KalselBabusalam.com – JAKARTA. Indeks Harga Saham Gabungan (IHSG) mengakhiri pekan terakhir Oktober 2025 dengan pelemahan tipis. Pada penutupan perdagangan Jumat (31/10/2025), IHSG ditutup melemah 0,25% ke level 8.163. Koreksi ini menjadikan IHSG tercatat melemah 1,3% dalam sepekan terakhir. Kendati demikian, kinerja bulanan IHSG menunjukkan performa positif, berhasil menguat 1,28% sepanjang Oktober.
Rebound IHSG yang terjadi sepanjang Oktober lalu tak lepas dari sejumlah katalis positif. Associate Director of Research and Investment Pilarmas Investindo Sekuritas, Maximilianus Nico Demus, mengungkapkan bahwa keputusan Federal Reserve (The Fed) untuk memangkas tingkat suku bunga menjadi salah satu pemicu utama. Selain itu, kesepakatan dagang antara Amerika Serikat dan China yang berlaku selama satu tahun, serta potensi pemangkasan kembali suku bunga acuan The Fed pada Desember mendatang, turut memberikan sentimen positif bagi pergerakan indeks.

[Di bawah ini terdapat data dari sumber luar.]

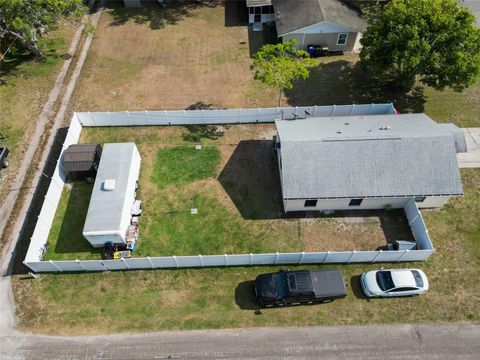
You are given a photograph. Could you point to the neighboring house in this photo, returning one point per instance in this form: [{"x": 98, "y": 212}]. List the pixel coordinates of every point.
[
  {"x": 474, "y": 6},
  {"x": 333, "y": 24},
  {"x": 80, "y": 161},
  {"x": 368, "y": 162},
  {"x": 260, "y": 11},
  {"x": 110, "y": 210}
]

Senada, Analis BRI Danareksa Sekuritas, Reza Diofanda, menambahkan bahwa optimisme pasar terhadap pemangkasan suku bunga acuan global dan potensi aksi window dressing menjelang akhir tahun masih terbuka lebar, mendorong rotasi portofolio yang membuat IHSG menghijau bulan lalu. Fenomena ini, menurut Reza, menjadi salah satu faktor kunci di balik penguatan IHSG dalam sebulan terakhir.
Meskipun demikian, pergerakan IHSG ke depan akan tetap dipengaruhi oleh faktor-faktor eksternal yang dinamis, seperti ketegangan perang dagang, kebijakan suku bunga The Fed, dan stabilitas ekonomi global. “Jika ketiga faktor tersebut mereda, peluang IHSG untuk rebound akan semakin besar,” ujar Reza, dilansir dari Kontan, Jumat (31/10/2025).
Menatap pekan-pekan mendatang, sejumlah sentimen domestik perlu dicermati investor. Reza menyoroti rilis kinerja emiten untuk kuartal III-2025, data neraca perdagangan dan inflasi domestik, serta pengumuman data Produk Domestik Bruto (PDB) Indonesia. Di sisi lain, pengumuman rebalancing Morgan Stanley Capital International (MSCI) juga menjadi faktor penting yang akan memengaruhi aliran dana asing ke pasar modal Indonesia.
Dari kancah global, Nico Demus menambahkan bahwa investor juga akan memantau ketat berbagai rilis data ekonomi penting dari Amerika Serikat, termasuk ISM Manufacturing, JOLTS data pekerjaan, ADP Employment Change, dan ISM Services Index. Sementara itu, dari kawasan Eropa akan dirilis data Producer Price Index (PPI) dan retail sales. China juga tak luput dari perhatian dengan rilis data ekspor-impor dan neraca dagang, yang seluruhnya diperkirakan akan memengaruhi laju IHSG ke depan.
Dengan mempertimbangkan berbagai sentimen tersebut, Nico memproyeksikan IHSG berpotensi bergerak dalam rentang support 8.022 dan resistance 8.200 dalam jangka pendek. Lebih jauh, ia memperkirakan IHSG masih berpeluang untuk mencapai level 8.430 hingga akhir tahun, dengan tingkat probabilitas sebesar 57%.
Reza Diofanda turut memberikan proyeksi optimisnya. Dengan asumsi kondisi makroekonomi yang stabil, ia memperkirakan IHSG memiliki peluang untuk menuju area 8.500-8.600 hingga akhir tahun. Untuk level support, Reza mematok di kisaran 7.900–8.000, sementara resistance psikologisnya berada di area 8.300.
Sektor-sektor tertentu diprediksi akan merasakan dampak positif dari sentimen yang ada. Reza menyebut sektor perbankan, properti, dan konsumer sebagai yang paling berpotensi diuntungkan. Adapun sektor yang akan sangat terpengaruh oleh rilis kinerja keuangan meliputi komoditas emas, CPO, konsumer, dan perbankan. Untuk persiapan akhir tahun, investor disarankan Reza untuk mencermati saham berbasis komoditas batubara, yang berpotensi didorong oleh peningkatan permintaan musiman.
Mengamini pandangan tersebut, Nico juga merekomendasikan beberapa sektor pilihan yang menarik untuk dicermati, yaitu properti, perbankan, konsumer nonsiklikal, energi, dan komoditas, seiring dengan dinamika pasar dan sentimen yang berkembang.